All kinds of stories were beginning to cluster about Kearny. His headquarters wagon carried a fancy carpet for his tent, a special camp bed imported from Europe, and a huge stock of imported wines and brandies; and he had a field kitchen on wheels, on the French army model, which always kept up with his headquarters so that he could have hot meals. (Kearny was independently wealthy and could afford such frills.) Officers of the New Jersey brigade claimed that he had happened along once just as they had taken over a planter's house for brigade headquarters. They found in the parlor a decanter of whisky which they hesitated to drink, fearing that it had been poisoned—army rumor said that was a favorite Rebel trick. Kearny listened as they explained their fears, then poured out a thumping major general's dose and drank it down. "If I'm not dead in fifteen minutes," he said, turning to mount his horse, "go ahead and drink all you want."3
The men were getting acquainted with Edwin V. Sumner, too; a tough
old man with white hair and beard, who had been in the army since 1819 and had a tremendous booming voice. They called him "Bull Sumner," or "The Bull of the Woods," and liked him even though he was a great martinet, with old-army ideas about discipline. He was a formidable-looking general, now in command of an army corps, always erect and proud in the saddle, and he never quite realized that the army was any different now than it had been before the war, when he spent almost forty years in slow progress from second lieutenant to colonel. Youthful Major Thomas Hyde of the 7th Maine was sent to deliver some report to him one day; Sumner looked him over from head to foot and finally burst out: "You a major? My God, sir, you will command the armies of the United States at my age, sir!"4 After one searing fight the 66th New York showed up under temporary command of a second lieutenant, who happened to be the senior surviving officer. Sumner looked at the boy and instead of seeing the frightfully cut-up regiment he saw only that a shavetail had a colonel's job. He shook his head and said: "If I had found myself, when a second lieutenant, in command of so fine a regiment, I would have considered my fortune made."5 He was still the cavalry colonel of the Indian-fighting plains army, with all the defects and virtues which that implies; not qualified for proper corps command, but a fine old smoothbore for all that.
Then there was Heintzelman, another corps commander, very much like Sumner in many ways; an old-timer, an Indian fighter from the plains, rugged and stiff and hard, still a regimental officer at heart, brave enough for a dozen men but unfitted for any problem of leadership that extended beyond men he could reach with his own voice.
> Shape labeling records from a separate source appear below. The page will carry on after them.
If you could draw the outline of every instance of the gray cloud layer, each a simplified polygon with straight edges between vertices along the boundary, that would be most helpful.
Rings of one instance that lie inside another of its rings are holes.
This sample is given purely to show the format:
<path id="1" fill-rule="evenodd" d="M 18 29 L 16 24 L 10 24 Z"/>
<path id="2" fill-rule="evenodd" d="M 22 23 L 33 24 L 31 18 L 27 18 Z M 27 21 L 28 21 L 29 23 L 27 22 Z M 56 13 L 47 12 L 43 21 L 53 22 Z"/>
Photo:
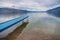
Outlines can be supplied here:
<path id="1" fill-rule="evenodd" d="M 48 10 L 60 6 L 60 0 L 0 0 L 0 6 L 27 10 Z"/>

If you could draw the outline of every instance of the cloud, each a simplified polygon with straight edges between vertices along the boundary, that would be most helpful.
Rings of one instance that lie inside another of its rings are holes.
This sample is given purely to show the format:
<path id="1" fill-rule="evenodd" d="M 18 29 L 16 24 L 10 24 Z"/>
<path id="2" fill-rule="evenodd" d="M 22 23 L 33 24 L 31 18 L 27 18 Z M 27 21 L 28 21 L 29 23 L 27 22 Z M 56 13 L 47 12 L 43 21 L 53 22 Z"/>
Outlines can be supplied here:
<path id="1" fill-rule="evenodd" d="M 45 11 L 60 6 L 60 0 L 1 0 L 0 6 Z"/>

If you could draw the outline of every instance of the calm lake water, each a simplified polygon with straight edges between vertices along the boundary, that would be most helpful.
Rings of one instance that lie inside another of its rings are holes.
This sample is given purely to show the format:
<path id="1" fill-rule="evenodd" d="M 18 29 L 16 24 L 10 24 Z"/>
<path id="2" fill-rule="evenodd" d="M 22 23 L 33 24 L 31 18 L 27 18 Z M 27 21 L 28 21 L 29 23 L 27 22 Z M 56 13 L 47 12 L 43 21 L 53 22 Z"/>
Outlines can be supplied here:
<path id="1" fill-rule="evenodd" d="M 47 13 L 27 13 L 29 23 L 16 40 L 60 40 L 60 18 Z M 20 15 L 0 18 L 1 22 Z M 5 19 L 4 19 L 5 18 Z"/>

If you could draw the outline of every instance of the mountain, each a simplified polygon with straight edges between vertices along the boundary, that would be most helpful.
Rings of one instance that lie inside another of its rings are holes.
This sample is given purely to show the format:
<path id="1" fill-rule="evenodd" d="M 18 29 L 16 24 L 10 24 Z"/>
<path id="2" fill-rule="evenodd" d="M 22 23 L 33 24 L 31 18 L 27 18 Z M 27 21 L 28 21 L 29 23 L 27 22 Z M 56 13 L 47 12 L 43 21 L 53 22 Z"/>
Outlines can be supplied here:
<path id="1" fill-rule="evenodd" d="M 47 12 L 48 14 L 54 15 L 56 17 L 60 17 L 60 7 L 50 9 Z"/>
<path id="2" fill-rule="evenodd" d="M 0 8 L 0 15 L 2 14 L 23 14 L 28 12 L 27 10 L 19 10 L 14 8 Z"/>

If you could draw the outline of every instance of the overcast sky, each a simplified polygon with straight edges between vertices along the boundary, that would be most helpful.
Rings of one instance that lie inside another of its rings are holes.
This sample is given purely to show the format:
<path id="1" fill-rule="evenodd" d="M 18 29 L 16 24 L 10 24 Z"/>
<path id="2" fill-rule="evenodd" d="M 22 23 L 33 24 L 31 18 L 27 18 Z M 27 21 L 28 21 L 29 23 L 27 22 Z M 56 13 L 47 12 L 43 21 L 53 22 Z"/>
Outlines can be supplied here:
<path id="1" fill-rule="evenodd" d="M 48 10 L 60 6 L 60 0 L 0 0 L 0 7 L 26 10 Z"/>

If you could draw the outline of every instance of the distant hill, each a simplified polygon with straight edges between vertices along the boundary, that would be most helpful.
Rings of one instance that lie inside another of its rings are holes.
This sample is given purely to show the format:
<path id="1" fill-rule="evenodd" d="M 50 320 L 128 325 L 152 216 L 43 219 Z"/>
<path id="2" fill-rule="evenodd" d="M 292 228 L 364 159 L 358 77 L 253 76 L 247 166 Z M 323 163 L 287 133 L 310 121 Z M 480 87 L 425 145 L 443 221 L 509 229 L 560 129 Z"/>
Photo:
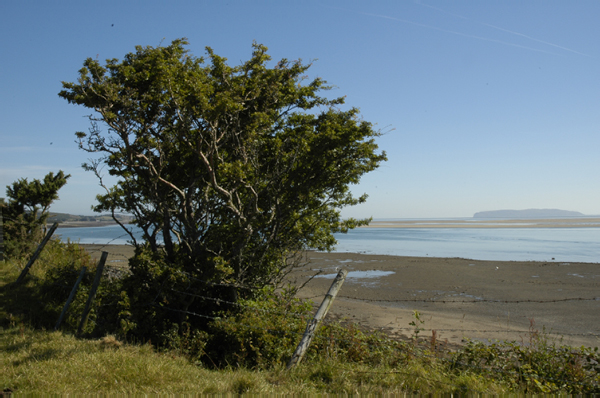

Like Sumner, he could put Johnny-come-lately officers in then-place. When Oliver Otis Howard first reported to him, proudly bringing in his new 3rd Maine Regiment, Heintzelman looked the men over and said to Howard: "You have a fine regiment; they march well and they give promise for the future; but they are not well drilled—poor officers but good-looking men!"8 Heintzelman had been in the middle of the fighting at the first battle of Bull Run, where he had been badly wounded.